Before fibro I never really had any issues with my mental health. I was just blessed that way I guess, I have always had that strength in me along with my stubbornness that nothing would keep me down for long. I would process, and then move on. Now I realise how truly lucky I was to have that gift in me.
I didn’t see fibro coming though, I never saw what it would do to me, take from me, and change me. Change me so much that I’m no longer person I used to be, that person you grieve for. The one who only knew physical pain when they were ‘sick’. The one who would simply get tired, maybe have a few sleepiness nights.
Then fibro hit, and when it did, when it took everything from me, my dignity, my strength, my sanity, my thoughts and speech, my life, relationships, the person who I once was, my thoughts sent me to some very very dark places….. The places you go to when you just want the pain to stop. Where you would give anything for the pain to leave you alone for good, because living in pain 24/7 is difficult enough without the debilitating level of pain you get during a massive flare which can last month’s. How could anyone not have those thoughts.
so I found myself really struggling mentally, I was so lost, felt isolated, and alone, and extremely low. Even though I have the most amazing daughter’s and partner who completely understand and give me immense support.
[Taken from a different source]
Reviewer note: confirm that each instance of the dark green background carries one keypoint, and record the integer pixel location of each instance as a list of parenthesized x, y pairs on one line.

I could recognise the spiral I was on mentally so I reached out to my gp, I went on a 6 week CBT counseling session. It helped somewhat, or so I thought.
A few months ago I started really struggling again, locking myself away, barely speaking, locked up in my own little fibro world. So I had a talk with myself, and once again I reached out to my gp, she prescribed me Citalapram, previously I have been very reluctant to go on medication for mental health but I have tried the counseling, the apps, talk therapies, and they haven’t seemed to help.
I’m getting stronger again now, don’t get me wrong i know the tablets are a band aid, but whilst I’m working on healing my body, and getting strong against fibro, I’m calming my mind, or at least trying too. One thing with mental health or anything in life really… Do not overwhelm yourself. One small step at a time. Nothing is a quick fix, and rushing these things is not going to help. So I take one day at a time. I will get there.
Also I have to add, my warriors on TIKTOK give the most unbelievable advice and support, and understanding which has been such a positive impact on my mental health. Thank you to you all.